En nihayetinde “kahramanlık, akıl, yolculuk, zafer” erkekliğe özgü, “bekleyiş, sabır, iffet, sadakat, şefkat” ise kadınlığa özgü ifadeler olarak sabitlenir. Bu ifadeler ve bunların gönderimlerimodern/çağdaş dünyanın da sessizce devraldığı ideolojik miraslardır. Penelope’nin tezgâhı her bir hanede hâlâ işlemektedir. Belki biçimi değişmiştir, yeri değişmiştir ama kurduğu zamansallık aynıdır. Kadınlar hâlâ aynı döngünün içinde üretir, görünmez kalır, erkeklerse hâlâ denizlerde, yani kamusal alanda kendi kahramanlıklarını inşa eder.

Yine de Penelope sadece mağdur değildir tezgâhı başında bir faildir aynı zamanda. Zamanı geciktirerek kültürün içinde bir gedik açar ve düzenin hızına direnir.

Odysseia, kadınla erkeğin eşitsizliğini doğallaştıran kültürel bir sözleşmedir. Erkek döner, her savaştan, her kahramanca geçen günün ardından, her “kaçamağın/aldatışın” ardından evine döner. Öyle ya Odysseus, ardında Kirke’yi, Kalypso’yu bırakıp evine, karısına dönmüştü. Ve bu dönüşle birlikte hiçbir şey olmamış gibi “düzenin” yeniden devam etmesinin tek koşulu Penelope’nin sadık ve sessiz olmasıydı. Erkek tüm bu maceraların kahramanı olabilsin, hikayesi anlatılsın ama en nihayetinde dönebileceği bir yurdu, yuvası olsun diye Penelope yirmi yıl bekleyen sadık eş olarak resmedilmiştir.

Penelope’nin sevinci bile ölçülüdür, o kadar zamanın ardından (kocası değiştiği için mi yoksa onu istemediği için mi bilinmez) tanıyamadığı kocasını sadece ikisinin bildiği yatağın yerini göstermesini isteyerek sınar. Karşısındaki adamın gerçekten kocası olduğunu anladığında ise sevinip sevinmediği kocaman bir sorudur.
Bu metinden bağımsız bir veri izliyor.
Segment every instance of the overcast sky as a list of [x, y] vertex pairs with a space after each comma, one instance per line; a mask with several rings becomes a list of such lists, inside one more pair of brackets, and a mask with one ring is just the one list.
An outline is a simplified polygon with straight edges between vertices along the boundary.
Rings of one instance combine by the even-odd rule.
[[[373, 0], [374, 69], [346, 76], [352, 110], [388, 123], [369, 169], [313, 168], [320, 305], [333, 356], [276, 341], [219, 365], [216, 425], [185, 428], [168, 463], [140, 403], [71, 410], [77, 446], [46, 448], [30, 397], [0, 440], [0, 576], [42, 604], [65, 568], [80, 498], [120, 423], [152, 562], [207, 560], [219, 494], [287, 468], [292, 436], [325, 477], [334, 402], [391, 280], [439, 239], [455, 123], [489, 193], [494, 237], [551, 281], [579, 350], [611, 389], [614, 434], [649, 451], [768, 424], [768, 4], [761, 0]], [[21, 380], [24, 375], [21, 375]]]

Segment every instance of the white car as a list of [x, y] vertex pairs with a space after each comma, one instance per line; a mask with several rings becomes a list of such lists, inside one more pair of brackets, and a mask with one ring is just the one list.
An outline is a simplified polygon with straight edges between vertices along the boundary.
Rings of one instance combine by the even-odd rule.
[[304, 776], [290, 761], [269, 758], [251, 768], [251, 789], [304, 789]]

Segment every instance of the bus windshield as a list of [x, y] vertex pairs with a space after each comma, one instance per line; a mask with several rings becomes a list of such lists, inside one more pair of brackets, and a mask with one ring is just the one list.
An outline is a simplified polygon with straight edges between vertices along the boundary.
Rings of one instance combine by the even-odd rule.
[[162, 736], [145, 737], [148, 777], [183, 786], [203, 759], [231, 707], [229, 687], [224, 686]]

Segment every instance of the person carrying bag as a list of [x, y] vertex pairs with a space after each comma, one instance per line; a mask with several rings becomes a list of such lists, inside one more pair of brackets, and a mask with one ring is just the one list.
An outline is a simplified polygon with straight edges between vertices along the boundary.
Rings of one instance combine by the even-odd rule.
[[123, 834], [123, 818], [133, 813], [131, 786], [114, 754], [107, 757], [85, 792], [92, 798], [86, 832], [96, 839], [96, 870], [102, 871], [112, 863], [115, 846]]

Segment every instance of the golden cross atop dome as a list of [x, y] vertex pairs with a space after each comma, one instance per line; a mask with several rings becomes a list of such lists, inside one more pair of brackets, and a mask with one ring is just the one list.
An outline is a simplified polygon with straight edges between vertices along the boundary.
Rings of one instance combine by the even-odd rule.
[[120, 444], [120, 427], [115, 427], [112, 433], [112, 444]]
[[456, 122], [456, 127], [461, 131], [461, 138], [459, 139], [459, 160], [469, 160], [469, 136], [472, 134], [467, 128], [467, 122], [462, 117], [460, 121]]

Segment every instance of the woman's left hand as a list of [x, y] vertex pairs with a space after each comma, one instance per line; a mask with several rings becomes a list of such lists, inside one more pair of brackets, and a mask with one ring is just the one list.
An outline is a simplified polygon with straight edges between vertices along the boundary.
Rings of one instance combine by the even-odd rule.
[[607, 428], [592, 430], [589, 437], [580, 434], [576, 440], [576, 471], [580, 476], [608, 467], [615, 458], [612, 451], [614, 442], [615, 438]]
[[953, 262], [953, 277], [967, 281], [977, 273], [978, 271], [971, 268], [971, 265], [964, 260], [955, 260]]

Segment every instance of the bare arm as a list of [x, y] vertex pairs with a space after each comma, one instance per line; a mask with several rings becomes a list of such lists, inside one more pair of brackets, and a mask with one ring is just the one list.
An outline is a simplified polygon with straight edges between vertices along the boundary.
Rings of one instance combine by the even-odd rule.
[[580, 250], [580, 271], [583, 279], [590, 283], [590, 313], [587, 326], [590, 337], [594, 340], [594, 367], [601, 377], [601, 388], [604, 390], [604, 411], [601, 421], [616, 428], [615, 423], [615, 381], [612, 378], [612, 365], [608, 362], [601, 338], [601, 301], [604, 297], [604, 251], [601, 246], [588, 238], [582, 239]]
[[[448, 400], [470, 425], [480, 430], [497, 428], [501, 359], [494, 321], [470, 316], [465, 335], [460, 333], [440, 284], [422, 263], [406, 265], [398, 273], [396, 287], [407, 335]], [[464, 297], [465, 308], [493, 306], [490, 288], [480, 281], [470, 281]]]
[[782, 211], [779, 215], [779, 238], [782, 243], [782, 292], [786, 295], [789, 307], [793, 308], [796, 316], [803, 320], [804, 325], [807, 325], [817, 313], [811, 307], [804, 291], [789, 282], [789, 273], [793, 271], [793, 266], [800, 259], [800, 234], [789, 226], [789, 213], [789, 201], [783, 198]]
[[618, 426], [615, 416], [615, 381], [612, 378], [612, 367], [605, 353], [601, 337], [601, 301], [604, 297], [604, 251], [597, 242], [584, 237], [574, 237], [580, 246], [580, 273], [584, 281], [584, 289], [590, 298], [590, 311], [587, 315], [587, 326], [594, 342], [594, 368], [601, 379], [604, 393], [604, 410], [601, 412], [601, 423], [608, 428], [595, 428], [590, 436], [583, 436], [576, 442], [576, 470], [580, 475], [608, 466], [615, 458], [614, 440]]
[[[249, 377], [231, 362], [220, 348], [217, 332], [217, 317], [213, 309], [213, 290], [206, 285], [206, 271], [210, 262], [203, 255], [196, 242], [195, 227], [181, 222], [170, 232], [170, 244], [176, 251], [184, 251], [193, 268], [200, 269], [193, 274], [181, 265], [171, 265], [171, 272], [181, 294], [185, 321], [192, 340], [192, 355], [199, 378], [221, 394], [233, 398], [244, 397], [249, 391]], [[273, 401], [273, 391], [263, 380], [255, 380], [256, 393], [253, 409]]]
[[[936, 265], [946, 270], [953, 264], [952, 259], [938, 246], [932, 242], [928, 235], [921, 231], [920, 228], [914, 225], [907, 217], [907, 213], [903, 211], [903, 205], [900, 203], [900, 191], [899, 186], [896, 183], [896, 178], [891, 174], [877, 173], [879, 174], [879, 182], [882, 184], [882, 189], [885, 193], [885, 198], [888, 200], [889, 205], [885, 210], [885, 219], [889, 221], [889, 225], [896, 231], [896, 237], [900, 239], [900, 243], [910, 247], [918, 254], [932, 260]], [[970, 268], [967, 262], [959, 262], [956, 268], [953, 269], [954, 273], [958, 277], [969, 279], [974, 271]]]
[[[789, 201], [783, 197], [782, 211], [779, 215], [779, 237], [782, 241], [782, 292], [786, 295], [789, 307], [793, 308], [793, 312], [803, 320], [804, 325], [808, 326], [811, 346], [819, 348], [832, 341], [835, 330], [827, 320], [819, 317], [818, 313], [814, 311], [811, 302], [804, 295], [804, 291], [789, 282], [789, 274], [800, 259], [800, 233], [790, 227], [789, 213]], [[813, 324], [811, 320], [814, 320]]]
Odysseia bu çerçevede kültürel bir şifre, bir ideolojik kalıntıdır. Ama Odysseia’yıbugün bu kalıntıyı tersine çevirmek için okumalı. Kültürün duyulmayan, susturulan hangi sessizlikler pahasına kurulduğunu anlamak için okumalı. Penelope’nin sustuğu yerden konuşmaya başlamak için okumalı.

Ve destanı yazanlar değişiyor, daha da değişsin diye okumalı.